Researchers’ autonomous system makes it easier to transport cargo on the moon

Autonomy algorithms developed by researchers at the University of Toronto Institute for Aerospace Studies (UTIAS) could one day make transporting cargo to the Moon safer and more efficient for astronauts.

As part of a team led by MDA Space, Professor Tim Barfoot and Ph.D. student Alec Krawciw are developing technology to help Canada’s proposed Lunar Utility Vehicle navigate between cargo drop-off points on future lunar missions, addressing a key transportation challenge once astronauts land on the moon.

“Lunar exploration involves a landing site and a habitat site approximately five kilometers apart,” says Barfoot, who is also director of the University of Toronto’s Robotics Institute, an institutional strategic initiative.

“The landing site is flat to allow for a safe arrival of the shuttle, while the habitat must be shielded from radiation, usually behind rocky terrain. This creates a transportation challenge: the astronauts must be able to move all cargo from the shuttle to the habitat.”
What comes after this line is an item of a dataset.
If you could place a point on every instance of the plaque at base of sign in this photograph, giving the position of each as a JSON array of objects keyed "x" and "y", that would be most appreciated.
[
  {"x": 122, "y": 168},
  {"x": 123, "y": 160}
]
Unlike previous planetary missions where rovers explore the terrain in multiple directions to collect data, the Lunar Utility Vehicle will travel regularly back and forth between fixed locations to deliver cargo and equipment to astronauts. This is the first time a space rover will have to repeat the same path, making Barfoot’s learn-and-repeat visual navigation framework well-suited for the mission.

“Learn and repeat algorithms allow us to pilot the rover along a predetermined trajectory by driving it manually or physically, [but] once it learns the path, it can automatically repeat the route as many times as you want,” says Barfoot. “By automating this part of the mission, it saves astronauts time and energy returning to the landing site to retrieve cargo, limits astronauts’ exposure to lunar elements, and increases mission productivity.

As part of his doctorate. As part of his research, Krawciw is adapting autonomous driving technology for integration into the Canadian Space Agency’s test vehicle, the Lunar Exploration Light Rover (LELR).

In December 2024, Krawciw and Barfoot joined teams from MDA Space and the BRP Advanced Technologies Center at the University of Sherbrooke to test the autonomous system at the space agency’s analog field facility in Montreal, which replicates the surface of Mars. The field test allowed teams to identify and resolve potential hardware and software constraints when operating in Moon-like conditions.

“Adapting our code to LELR came with some unexpected challenges,” says Krawciw. “Simulating lunar conditions introduced a five-second delay in command and return, so we couldn’t rely on joystick control as we normally would. This pushed us to develop a new method of semi-autonomous teaching using short path segments, something we had never done before.”

“Despite the technical challenges, it’s always exciting to see something I’ve worked on in the lab come to life on a real space mission.”

After a successful field test, the team was selected by the space agency in July 2025 to conduct a preliminary study of Canada’s proposed Lunar Utility Vehicle as part of the agency’s Lunar Surface Exploration Initiative. This will be Canada’s next contribution to NASA’s Artemis program, which aims to establish a lasting human presence on the Moon.

As the team prepares the vehicle to be mission ready, Krawciw is focused on improving the system’s performance in real-world conditions and ensuring it is ready for long-duration deployments.

“We learned a lot from running the system continuously in the field,” says Krawciw.

“It wasn’t just about making the autonomy work, it was about making it reliable and user-friendly for operators who could use it all day, in harsh conditions. This perspective shapes how I approach the next phase of development.